Headshots, from left: Dr. Danielle Apugo, Dr. Tomika Ferguson and Dr. Risha Berry.
VCU School of Education researchers (from left) Dr. Danielle Apugo, Dr. Tomika Ferguson and Dr. Risha Berry.

Black girls routinely face disproportionate amounts of discipline in their classrooms over subjective issues like their hair, their bodies, or their attitudes – and the policies in place in schools are not set up to address this issue. Often, their experiences are not paid attention to at all. As a result, black girls are either invisible in school or they’re hyper-visible, but for the wrong reasons.

This is according to research conducted by Dr. Danielle Apugo, visiting iCubed scholar who is researching methods toward disrupting criminalization in education. Apugo presented her research, “Counted Out: Centering Black Girls in Public Schools” at the 2019 Virginia is for All Learners Education Equity Summer Institute, a conference focused on promoting equitable opportunities and outcomes for all students in Virginia’s public schools.

The two-day conference was the fourth in a series of annual programs focused on the importance of providing the supports and wrap-around services necessary to ensure that all students are successful in school.

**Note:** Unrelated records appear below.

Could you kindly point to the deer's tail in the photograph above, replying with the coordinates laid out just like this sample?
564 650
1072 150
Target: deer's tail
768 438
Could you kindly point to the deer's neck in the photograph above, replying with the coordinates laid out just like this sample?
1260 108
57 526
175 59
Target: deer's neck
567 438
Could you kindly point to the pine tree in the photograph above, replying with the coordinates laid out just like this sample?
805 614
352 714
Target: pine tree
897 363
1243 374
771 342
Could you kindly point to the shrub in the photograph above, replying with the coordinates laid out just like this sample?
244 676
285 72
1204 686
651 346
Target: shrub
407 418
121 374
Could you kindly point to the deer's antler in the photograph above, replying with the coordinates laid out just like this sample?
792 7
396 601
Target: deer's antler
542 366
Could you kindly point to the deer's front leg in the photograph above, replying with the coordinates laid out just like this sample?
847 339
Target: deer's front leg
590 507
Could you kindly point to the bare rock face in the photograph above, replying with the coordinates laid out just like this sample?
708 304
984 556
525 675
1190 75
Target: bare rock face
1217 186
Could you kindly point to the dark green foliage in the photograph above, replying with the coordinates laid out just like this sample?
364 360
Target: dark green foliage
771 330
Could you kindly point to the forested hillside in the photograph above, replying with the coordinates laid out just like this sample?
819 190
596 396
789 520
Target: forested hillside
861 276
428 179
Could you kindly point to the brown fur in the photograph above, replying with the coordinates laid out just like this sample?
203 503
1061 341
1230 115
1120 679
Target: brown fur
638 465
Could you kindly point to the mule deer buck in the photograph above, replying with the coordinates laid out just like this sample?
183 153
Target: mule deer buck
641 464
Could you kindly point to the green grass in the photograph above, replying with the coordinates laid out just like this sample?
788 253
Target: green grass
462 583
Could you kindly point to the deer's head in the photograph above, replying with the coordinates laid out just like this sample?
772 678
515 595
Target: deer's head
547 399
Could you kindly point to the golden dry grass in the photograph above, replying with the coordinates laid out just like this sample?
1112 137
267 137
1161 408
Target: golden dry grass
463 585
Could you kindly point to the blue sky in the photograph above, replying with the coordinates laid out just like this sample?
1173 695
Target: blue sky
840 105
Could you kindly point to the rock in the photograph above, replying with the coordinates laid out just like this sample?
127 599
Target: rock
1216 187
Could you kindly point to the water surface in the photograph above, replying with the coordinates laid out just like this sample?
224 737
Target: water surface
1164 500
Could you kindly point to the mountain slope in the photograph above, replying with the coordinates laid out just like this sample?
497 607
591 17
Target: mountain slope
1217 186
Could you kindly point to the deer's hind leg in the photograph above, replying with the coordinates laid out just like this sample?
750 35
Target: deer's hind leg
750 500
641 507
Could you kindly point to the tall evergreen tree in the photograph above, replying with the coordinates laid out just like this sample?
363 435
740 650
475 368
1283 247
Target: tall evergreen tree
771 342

Apugo collaborated with Dr. Risha Berry, assistant professor in the Department of Educational Leadership, and Dr. Tomika Ferguson, assistant professor and co-coordinator in the Ed.D. in Leadership program, on the presentation. The trio of educators were encouraged to present together after initially submitting similar, yet independent, proposals to the conference.

Berry said she took a more behind-the-scenes role, encouraging Apugo and Ferguson to be the ones to present during the conference, as Berry’s research is centered on the sociology of education. Her work focuses on structural racism and the role of organizations in the creation of structural barriers to educational attainment and wealth building by race.

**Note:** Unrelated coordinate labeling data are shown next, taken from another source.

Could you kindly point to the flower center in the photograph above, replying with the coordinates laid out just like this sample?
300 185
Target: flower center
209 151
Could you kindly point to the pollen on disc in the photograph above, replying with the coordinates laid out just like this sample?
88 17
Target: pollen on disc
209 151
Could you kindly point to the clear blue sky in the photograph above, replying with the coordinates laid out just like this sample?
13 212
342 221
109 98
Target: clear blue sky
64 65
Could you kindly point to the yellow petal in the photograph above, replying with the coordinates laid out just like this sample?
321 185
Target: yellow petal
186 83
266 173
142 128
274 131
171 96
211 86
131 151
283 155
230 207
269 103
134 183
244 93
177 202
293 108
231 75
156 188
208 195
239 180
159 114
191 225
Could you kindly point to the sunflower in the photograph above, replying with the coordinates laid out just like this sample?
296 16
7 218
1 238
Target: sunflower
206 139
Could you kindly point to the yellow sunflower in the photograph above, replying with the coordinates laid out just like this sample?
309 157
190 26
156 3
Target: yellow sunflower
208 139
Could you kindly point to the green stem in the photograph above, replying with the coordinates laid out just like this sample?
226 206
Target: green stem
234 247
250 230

Apugo’s and Ferguson’s presentation focused on ways to challenge practice and ideologies routinely used to engage in relationships with black girls in school, bringing to light the statistics around how often and for what reasons black girls are punished over their white peers. The presentation also focused on some of the unknown accomplishments of black girls in schools.

Apugo said it was great bringing together everyone’s different backgrounds, from Dr. Berry’s work in policy, Dr. Ferguson’s work with different grant opportunities regarding issues surrounding black girls, and Apugo’s own experience as a classically trained teacher in K-12.

“We [ended up with] a variety of perspectives on just what it means to first locate black girls in the school system and figure out what’s going on with them, then to start figuring out some of the ways the system itself is affecting their trajectories as a whole,” said Apugo.

Ferguson said there were many reasons the topic of black girls in schools is important to her, but one reason in particular was the opportunity to approach it from a new direction.

“I’m really intrigued by this work because I feel like a lot of the topics that are discussed are about deficit models around black girls in education. It’s all about push out, it’s all about criminalization. So, I have this anti-deficit, anti-racist approach in thinking about the black girl experience in education. Not just in K-12, but higher education, also,” she said.

The women said the reception they received at the conference was positive and encouraging.

“It gave us an opportunity to have critical conversations in a structured and intentional way with people who care; for people to say, ‘I haven’t thought about it in that way.’ It gave us an opportunity to challenge practice and ideologies, and the way that we engage in relationships with black girls,” said Ferguson.